Extended Data Fig. 3:

Extended data for comparative ChIP-STARR-seq using NSC derived plasmid libraries in ESCs

a) Pie chart showing the fraction of NSC ChIP-STARR-seq scaffold regions overlapping with our previously studied ESC scaffold regions from ESC ChIP-STARR-seq⁹.

b) Density plot showing the distance in bps to the TSS for all NCRE categories.

c) Bar graph showing the 10 most enriched TF motifs in the NCREs belonging to the different activity categories from comparative ChIP-STARR-seq in ESCs. Plotted is the -log10 p-value, as calculated by Homer.

d) Bar graph showing the 10 most enriched transposable elements (TEs) overlapping with the NCREs belonging to the different activity categories from comparative ChIP-STARR-seq in ESCs. Plotted is a ratio between the observed (O) number of TEs over the expected (E).

e) Epigenome profiling of NCREs with comparative ChIP-STARR-seq activity in ESCs (plasmid libraries derived from ChIP experiments in NSCs). Results are shown for the 148,198 scaffold regions that overlap (top row) or do not overlap (bottom row) with the scaffold regions used earlier in ESC ChIP-STARR-seq⁹. For each row at the Top: line plot showing the average enrichment of ChIP-seq (or ATAC-seq) signal from ESCs (left panel) or NSCs (right panel) across the genomic regions encompassed by NCREs from the 5 categories of NCRE activity detected by comparative ChIP-STARR-seq in ESCs (bins of 3 kb up and down centred at the middle of the NCRE). For each row at the Bottom: corresponding heatmaps of H3K27ac, H3K4me1, YY1, SOX2, NANOG, OCT4, H3K4me2, H3K4me3 and H3K27me3 ChIP-seq signals and ATAC-seq in ESCs, or H3K27ac, H3K4me1, YY1, SOX2, H3K4me2, H3K4me3 and H3K27me3 ChIP-seq signals and ATAC-seq in NSCs across the assessed scaffold regions ranked by comparative ChIP-STARR-seq activity in ESCs from the highest to the lowest.

Fig. 2:

Comparative ChIP-STARR-seq using NSC derived plasmid libraries in ESCs identifies NCREs which are primed for future NCRE activity

a) Schematic representation of the experimental strategy used for transfecting NSC derived ChIP-STARR-seq libraries in ESCs, referred to as comparative ChIP-STARR-seq.

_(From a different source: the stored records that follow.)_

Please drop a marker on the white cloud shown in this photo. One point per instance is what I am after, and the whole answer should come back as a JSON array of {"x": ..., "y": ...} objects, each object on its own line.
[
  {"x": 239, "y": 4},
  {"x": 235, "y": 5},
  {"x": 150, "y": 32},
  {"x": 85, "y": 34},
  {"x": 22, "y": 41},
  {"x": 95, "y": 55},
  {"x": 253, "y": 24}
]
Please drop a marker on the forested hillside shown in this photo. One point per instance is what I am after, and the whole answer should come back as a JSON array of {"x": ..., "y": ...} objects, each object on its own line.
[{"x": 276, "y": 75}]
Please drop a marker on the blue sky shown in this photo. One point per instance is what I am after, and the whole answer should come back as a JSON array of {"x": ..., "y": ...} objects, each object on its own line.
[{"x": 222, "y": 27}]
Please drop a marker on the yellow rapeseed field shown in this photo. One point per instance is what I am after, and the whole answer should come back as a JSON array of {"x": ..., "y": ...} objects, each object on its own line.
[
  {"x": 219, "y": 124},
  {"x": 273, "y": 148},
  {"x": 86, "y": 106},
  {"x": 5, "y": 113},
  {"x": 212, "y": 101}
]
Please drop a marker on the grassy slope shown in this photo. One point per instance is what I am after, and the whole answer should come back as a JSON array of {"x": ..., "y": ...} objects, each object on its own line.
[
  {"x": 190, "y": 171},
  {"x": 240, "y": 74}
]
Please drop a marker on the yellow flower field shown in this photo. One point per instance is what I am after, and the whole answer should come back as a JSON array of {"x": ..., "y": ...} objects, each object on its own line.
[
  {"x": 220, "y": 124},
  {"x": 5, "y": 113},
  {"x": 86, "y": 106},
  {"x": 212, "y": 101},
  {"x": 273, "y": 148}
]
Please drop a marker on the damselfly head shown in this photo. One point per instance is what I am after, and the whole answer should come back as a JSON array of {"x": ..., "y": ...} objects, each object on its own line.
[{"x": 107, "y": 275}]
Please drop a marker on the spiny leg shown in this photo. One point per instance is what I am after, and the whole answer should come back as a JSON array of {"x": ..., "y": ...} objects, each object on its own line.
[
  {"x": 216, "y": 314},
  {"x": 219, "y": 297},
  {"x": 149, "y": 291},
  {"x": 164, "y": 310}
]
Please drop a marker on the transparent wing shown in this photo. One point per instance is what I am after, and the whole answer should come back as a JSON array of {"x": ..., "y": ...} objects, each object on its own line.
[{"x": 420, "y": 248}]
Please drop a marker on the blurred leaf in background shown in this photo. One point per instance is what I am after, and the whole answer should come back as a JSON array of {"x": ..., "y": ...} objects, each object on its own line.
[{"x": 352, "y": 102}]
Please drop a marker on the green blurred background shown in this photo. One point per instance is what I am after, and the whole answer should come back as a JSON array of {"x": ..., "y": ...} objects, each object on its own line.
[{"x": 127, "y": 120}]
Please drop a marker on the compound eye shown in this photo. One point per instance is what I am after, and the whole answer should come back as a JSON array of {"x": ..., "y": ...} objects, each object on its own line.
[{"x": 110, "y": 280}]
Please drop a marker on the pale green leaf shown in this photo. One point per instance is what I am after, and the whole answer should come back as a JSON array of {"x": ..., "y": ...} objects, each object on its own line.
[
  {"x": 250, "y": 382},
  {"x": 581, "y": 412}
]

b) Line plot showing NCRE activity (enrichment of ChIP-STARR-seq RNA over plasmids per region of the scaffold; log2) of the 148,198 assessed scaffold regions, ranked from lowest to highest activity from comparative ChIP-STARR-seq in ESCs. In gradient of blue are depicted the 5 categories (groups of 20 percentiles) of increasing NCRE activity used throughout this study. The dotted line demarcates the top-10% most active NCREs.

c) Sankey plot showing the changes between activity categories for the NCREs measured in NSC ChIP-STARR-seq (red) and in comparative ChIP-STARR-seq (blue). For the latter, we transfected the NSC-derived plasmid libraries in ESCs.

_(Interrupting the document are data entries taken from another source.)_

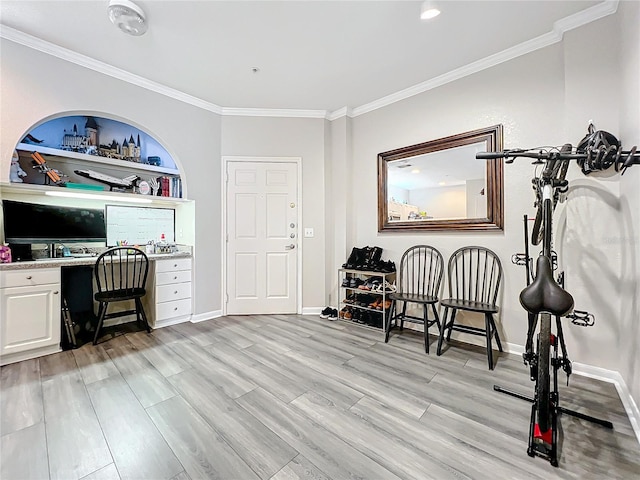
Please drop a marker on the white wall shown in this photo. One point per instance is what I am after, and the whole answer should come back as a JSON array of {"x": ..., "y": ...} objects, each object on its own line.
[
  {"x": 291, "y": 137},
  {"x": 441, "y": 202},
  {"x": 543, "y": 98},
  {"x": 36, "y": 86}
]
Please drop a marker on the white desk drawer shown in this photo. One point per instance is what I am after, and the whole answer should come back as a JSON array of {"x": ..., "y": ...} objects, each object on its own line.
[
  {"x": 173, "y": 265},
  {"x": 27, "y": 278},
  {"x": 177, "y": 308},
  {"x": 165, "y": 278},
  {"x": 176, "y": 291}
]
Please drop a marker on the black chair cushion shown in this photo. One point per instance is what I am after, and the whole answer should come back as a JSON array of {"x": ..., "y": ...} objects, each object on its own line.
[
  {"x": 469, "y": 305},
  {"x": 413, "y": 297},
  {"x": 118, "y": 295}
]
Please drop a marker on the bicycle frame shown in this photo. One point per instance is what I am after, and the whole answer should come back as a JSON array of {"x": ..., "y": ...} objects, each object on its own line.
[{"x": 544, "y": 295}]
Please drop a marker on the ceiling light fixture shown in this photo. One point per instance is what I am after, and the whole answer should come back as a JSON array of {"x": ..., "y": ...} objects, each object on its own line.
[
  {"x": 127, "y": 16},
  {"x": 429, "y": 10}
]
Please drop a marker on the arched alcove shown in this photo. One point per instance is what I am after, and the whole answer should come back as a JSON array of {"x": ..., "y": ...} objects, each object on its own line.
[{"x": 97, "y": 153}]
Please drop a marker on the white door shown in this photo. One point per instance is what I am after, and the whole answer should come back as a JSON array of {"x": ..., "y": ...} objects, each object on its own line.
[{"x": 262, "y": 237}]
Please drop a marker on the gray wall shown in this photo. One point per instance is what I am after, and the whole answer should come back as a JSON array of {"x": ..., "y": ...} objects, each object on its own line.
[
  {"x": 544, "y": 98},
  {"x": 629, "y": 288}
]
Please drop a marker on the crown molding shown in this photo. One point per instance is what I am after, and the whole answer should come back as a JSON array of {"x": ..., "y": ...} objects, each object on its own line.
[
  {"x": 563, "y": 25},
  {"x": 273, "y": 112},
  {"x": 49, "y": 48},
  {"x": 341, "y": 112},
  {"x": 607, "y": 7}
]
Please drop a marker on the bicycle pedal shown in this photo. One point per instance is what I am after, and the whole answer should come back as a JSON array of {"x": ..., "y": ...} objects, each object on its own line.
[
  {"x": 519, "y": 259},
  {"x": 582, "y": 318}
]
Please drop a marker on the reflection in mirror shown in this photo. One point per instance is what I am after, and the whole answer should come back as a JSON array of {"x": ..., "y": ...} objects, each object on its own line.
[
  {"x": 428, "y": 186},
  {"x": 441, "y": 185}
]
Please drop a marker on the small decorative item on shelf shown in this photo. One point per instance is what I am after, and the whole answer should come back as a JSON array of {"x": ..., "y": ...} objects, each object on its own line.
[
  {"x": 16, "y": 171},
  {"x": 155, "y": 186},
  {"x": 112, "y": 182},
  {"x": 52, "y": 175}
]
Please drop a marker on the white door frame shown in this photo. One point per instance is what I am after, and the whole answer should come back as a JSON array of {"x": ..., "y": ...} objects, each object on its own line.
[{"x": 300, "y": 229}]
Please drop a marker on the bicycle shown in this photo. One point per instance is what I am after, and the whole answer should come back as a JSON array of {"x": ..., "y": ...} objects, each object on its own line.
[{"x": 545, "y": 296}]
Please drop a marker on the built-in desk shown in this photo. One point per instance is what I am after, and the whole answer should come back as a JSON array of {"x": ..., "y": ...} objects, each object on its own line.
[{"x": 30, "y": 301}]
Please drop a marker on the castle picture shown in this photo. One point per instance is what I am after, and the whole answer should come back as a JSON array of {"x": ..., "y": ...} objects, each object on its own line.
[{"x": 88, "y": 143}]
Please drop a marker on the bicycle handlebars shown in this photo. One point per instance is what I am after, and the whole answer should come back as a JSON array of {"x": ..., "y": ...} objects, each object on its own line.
[{"x": 621, "y": 158}]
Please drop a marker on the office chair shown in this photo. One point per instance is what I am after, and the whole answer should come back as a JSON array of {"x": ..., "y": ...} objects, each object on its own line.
[
  {"x": 121, "y": 275},
  {"x": 474, "y": 281},
  {"x": 420, "y": 274}
]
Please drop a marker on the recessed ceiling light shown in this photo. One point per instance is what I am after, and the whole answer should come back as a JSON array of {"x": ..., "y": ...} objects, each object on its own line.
[
  {"x": 127, "y": 16},
  {"x": 429, "y": 10}
]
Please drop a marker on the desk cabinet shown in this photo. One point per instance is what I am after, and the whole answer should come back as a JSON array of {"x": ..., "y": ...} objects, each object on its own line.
[
  {"x": 29, "y": 313},
  {"x": 170, "y": 300}
]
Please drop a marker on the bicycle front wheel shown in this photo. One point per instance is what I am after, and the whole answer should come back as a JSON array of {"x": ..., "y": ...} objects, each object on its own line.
[{"x": 543, "y": 403}]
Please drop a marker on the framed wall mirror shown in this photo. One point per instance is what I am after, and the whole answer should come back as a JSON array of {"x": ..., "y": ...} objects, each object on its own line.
[{"x": 440, "y": 185}]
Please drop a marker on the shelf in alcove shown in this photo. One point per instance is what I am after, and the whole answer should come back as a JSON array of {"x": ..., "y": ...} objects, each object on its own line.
[
  {"x": 31, "y": 189},
  {"x": 62, "y": 154}
]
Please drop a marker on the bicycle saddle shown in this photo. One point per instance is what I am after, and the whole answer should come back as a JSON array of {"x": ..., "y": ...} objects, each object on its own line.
[{"x": 544, "y": 294}]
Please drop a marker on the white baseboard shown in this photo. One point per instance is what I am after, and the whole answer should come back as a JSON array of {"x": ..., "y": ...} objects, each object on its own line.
[
  {"x": 610, "y": 376},
  {"x": 201, "y": 317},
  {"x": 312, "y": 310},
  {"x": 614, "y": 377},
  {"x": 513, "y": 348}
]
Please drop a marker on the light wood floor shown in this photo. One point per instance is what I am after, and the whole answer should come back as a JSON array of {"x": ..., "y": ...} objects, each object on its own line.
[{"x": 289, "y": 397}]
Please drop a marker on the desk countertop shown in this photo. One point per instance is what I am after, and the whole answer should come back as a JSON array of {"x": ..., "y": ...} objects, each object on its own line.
[{"x": 78, "y": 261}]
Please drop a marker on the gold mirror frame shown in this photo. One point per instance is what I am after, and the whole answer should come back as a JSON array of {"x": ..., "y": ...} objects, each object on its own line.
[{"x": 492, "y": 137}]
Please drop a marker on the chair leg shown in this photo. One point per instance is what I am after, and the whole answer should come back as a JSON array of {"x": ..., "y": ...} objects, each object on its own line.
[
  {"x": 425, "y": 309},
  {"x": 487, "y": 322},
  {"x": 443, "y": 327},
  {"x": 387, "y": 323},
  {"x": 453, "y": 319},
  {"x": 404, "y": 312},
  {"x": 436, "y": 316},
  {"x": 102, "y": 311},
  {"x": 140, "y": 312},
  {"x": 495, "y": 330}
]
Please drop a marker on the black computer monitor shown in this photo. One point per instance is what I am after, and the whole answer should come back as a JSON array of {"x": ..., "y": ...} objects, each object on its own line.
[{"x": 28, "y": 223}]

d) Expression level (log2(RPKM+1)) of the genes linked to each of the 5 NCRE activity categories, to the highly active NCREs (top-10%) and to the highly active NCREs linked to genes with a known OMIM phenotype. Boxes represent the interquartile range (IQR); lines represent the median; whiskers extend to 1.5 the IQR; dots represent outliers. (* p < 0.05; Wilcoxon test).

e) As in d) showing the pLI score of the genes linked to the different NCRE categories. (** p < 0.01; Wilcoxon test).

f) Box plots as in d), showing from left to right on the upper row ncER percentile, GC content score, phastcons score and on the lower row Orion score, and CADD score. (* p < 0.05; ** p < 0.01; **** p< 0.0001; ns not significant; Wilcoxon tests;).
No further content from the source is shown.